Terminology used to describe preinvasive breast cancer may affect patients' treatment preferences
When ductal carcinoma in situ (DCIS, a preinvasive malignancy of the breast) is described as a high-risk condition rather than cancer, more women report that they would opt for nonsurgical treatments, according to a research letter in JAMA Internal Medicine by Zehra B. Omer, B.A., of Massachusetts General Hospital—Institute for Technology Assessment, Boston, and colleagues.
A total of 394 healthy women without a history of breast cancer participated in the study and were presented with three scenarios that described a diagnosis of DCIS as noninvasive breast cancer, breast lesion, or abnormal cells. After each scenario, the women chose among three treatment options (surgery, medication, or active surveillance).
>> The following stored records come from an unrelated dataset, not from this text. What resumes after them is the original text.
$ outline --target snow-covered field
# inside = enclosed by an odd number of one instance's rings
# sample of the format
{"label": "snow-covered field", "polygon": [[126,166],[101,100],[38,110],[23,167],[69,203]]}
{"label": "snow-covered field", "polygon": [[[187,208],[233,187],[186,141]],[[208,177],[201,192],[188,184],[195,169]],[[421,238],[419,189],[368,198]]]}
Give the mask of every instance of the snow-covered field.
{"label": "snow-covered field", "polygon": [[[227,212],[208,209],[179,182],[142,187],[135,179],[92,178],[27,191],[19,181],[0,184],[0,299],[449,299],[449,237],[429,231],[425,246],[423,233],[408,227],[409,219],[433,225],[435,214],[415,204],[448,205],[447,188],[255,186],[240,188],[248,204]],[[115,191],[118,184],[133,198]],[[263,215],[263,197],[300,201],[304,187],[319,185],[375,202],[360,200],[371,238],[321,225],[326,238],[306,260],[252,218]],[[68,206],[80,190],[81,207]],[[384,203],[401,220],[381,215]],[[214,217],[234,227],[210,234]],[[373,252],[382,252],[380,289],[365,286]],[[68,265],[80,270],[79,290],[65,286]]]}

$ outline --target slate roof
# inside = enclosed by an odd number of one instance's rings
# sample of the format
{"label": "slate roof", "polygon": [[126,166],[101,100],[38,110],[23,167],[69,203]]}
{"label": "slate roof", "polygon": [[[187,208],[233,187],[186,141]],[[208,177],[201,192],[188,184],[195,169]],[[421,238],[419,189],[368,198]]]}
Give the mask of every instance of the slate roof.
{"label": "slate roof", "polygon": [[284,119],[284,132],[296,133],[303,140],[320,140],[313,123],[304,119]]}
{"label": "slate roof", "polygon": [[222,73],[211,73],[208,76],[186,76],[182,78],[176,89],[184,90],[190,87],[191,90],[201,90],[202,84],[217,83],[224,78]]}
Overall, nonsurgical options (medication and active surveillance) were more frequently selected over surgery. When DCIS was described using the term noninvasive cancer, 53 percent (208 of 394) preferred nonsurgical options, whereas 66 percent (258 of 394) preferred nonsurgical options when the term was breast lesion and 69 percent (270 of 394) preferred nonsurgical options when the term was abnormal cells. Significantly more women changed their preference from a surgical to a nonsurgical option than from a nonsurgical to a surgical option depending on terminology, according to the study results.
"We conclude that the terminology used to describe DCIS has a significant and important impact on patients' perceptions of treatment alternatives. Health care providers who use 'cancer' to describe DCIS must be particularly assiduous in ensuring that patients understand the important distinctions between DCIS and invasive cancer," the study concludes.